The family drama created by the narcissistic parent cannot be ignored, and creates in the members a ‘narcissistic mentality’, wherein life is all about trying to remain on the ‘good’ and ‘better’ side of the scale.
Duality, i.e. good and bad, becomes reality. Love, comfort, nurture, evolution, empathy — none of it is offered. The scale is everything, blanketing the entire family experience, suffocating any sense of spiritual calm anyone may experience. As the repression builds in the collective family unit, it is the scapegoat who carries the burden for everyone else.
The Scapegoat’s Difficult Strategy For Escape
How does a scapegoat escape from this excruciating, eternal hell?
Not easily.
Yet it can be done. First, the scapegoat has to acknowledge that the damage is deeply enmeshed in them, and will cripple their attempts at recovery.
The scapegoat must also acknowledge that they will never find salvation in their family home — they need to move to a new playing field. The scapegoat must let go of the Sisyphean pursuit of approval from their narcissistic family.
The scapegoat must, above all, let go of their grandiosity as a coping mechanism, and instead gradually acknowledge their anger at being mistreated.
Letting go of the need for approval from their family and their coping mechanisms, the scapegoat falls into a pit of pain, fear and uncertainty. Alone in the wilderness of the world, crippled by shame, rage and trauma, the scapegoat will be prone to step into new groups and situations where their role can be reprised through repetition compulsion. They must watch out for this unconscious process at all times.

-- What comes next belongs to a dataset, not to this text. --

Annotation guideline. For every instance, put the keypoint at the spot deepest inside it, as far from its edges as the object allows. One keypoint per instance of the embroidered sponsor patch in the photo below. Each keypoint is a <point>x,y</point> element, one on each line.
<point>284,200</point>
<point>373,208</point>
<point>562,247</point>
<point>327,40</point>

The scapegoat must painstakingly create a new identity, and have the courage to shed their old one. Not being the ‘worthless idiot’ is of course possible for them if they can create this reality. They acheive this by challenging their beliefs about themselves and weaving new experiences which counter the lies of their family of origin.
Taking On The Darkness
The scapegoat’s shadow will be their heaviest burden. The positive attributes which their narcissistic family rejected are still there, submerged in toxic shame, trauma and despair. Diving in and reclaiming these will be extremely difficult work.

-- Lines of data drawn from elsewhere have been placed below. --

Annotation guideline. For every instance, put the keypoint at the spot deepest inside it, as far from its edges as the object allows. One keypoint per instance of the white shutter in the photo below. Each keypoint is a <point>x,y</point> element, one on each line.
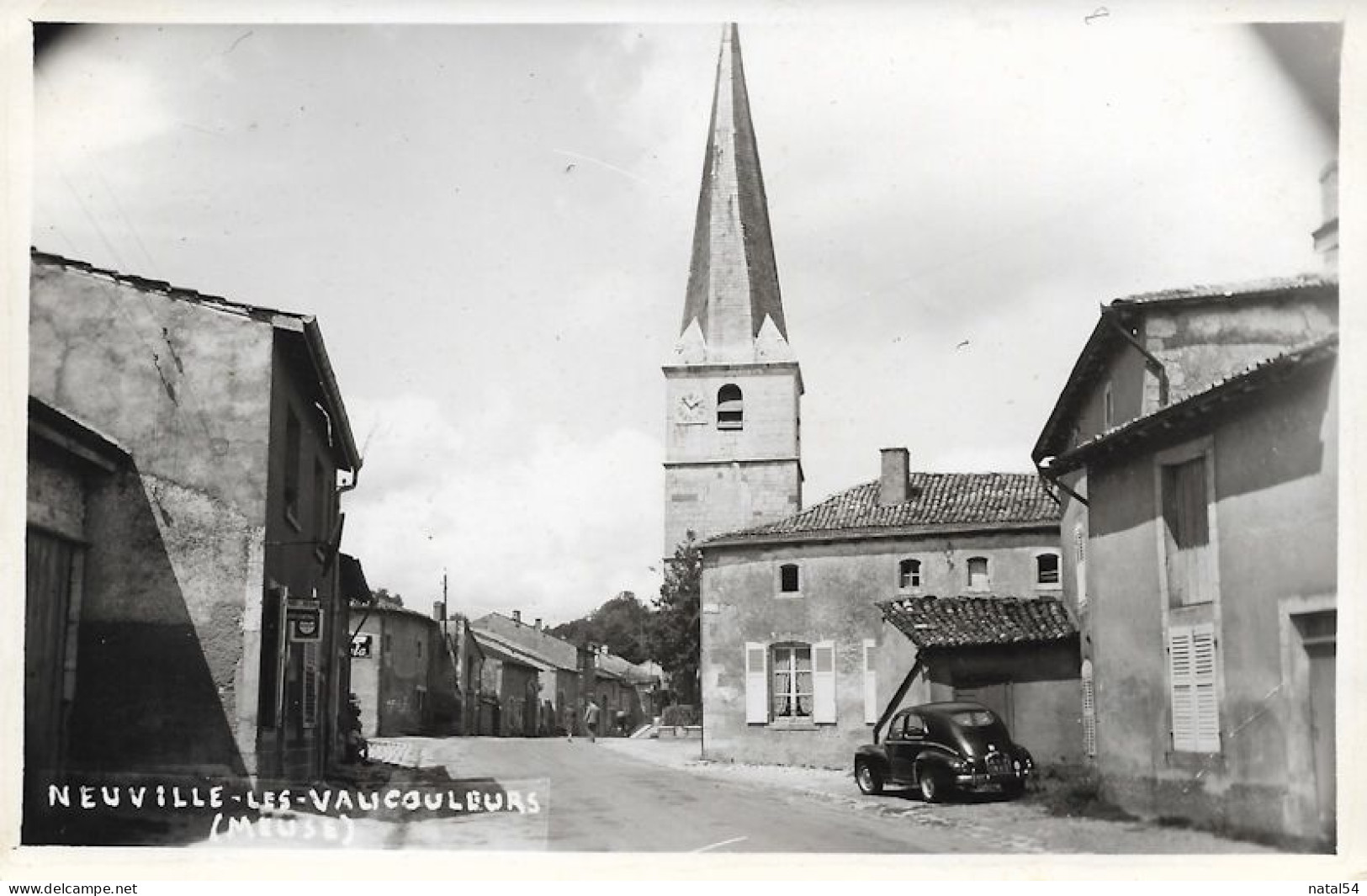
<point>870,684</point>
<point>1203,675</point>
<point>1080,563</point>
<point>756,683</point>
<point>1089,710</point>
<point>824,683</point>
<point>1191,657</point>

In time, the scapegoat will learn that their harshest critic was not their narcissistic parent and family, but themselves. It remains with them as a harsh voice in their head, badgering them, attacking everything they do. Exploring it and exposing it will be critical to recovery.
The scapegoat will need help. Their shadow is far more formidable than that of others, and navigating the depths will need a lifeline to the surface, otherwise it may consume them. A therapist, a support group, even a loving friend can provide this to varying degrees, and give the rope a ‘nudge’ to make sure the scapegoat is ok when the depths of their shadow overwhelm them.
The Warrior Scapegoat
The scapegoat, contrary to the opinion of their family, is a warrior with a monster will. They have withstood hell, and somehow remained standing. Their tenacity is unparalleled, and when directed away from the shitstorm of their family can be channelled toward recovery with profound effect.
Lastly, and most importantly, the term ‘scapegoat’ must be written and placed on the wall and looked at every day. As a person takes the journey toward recovery, withstanding the countless days of hell and confusion, a day should come when they feel ready to drop that term and embrace a new way of being where no terms are needed. They are a human being, complex, terrible and wonderful at the same time, with the potential to be anything. When this realisation hits, this person should rip that piece of paper off the wall, scrunch it up and toss it in the bin. And never look back.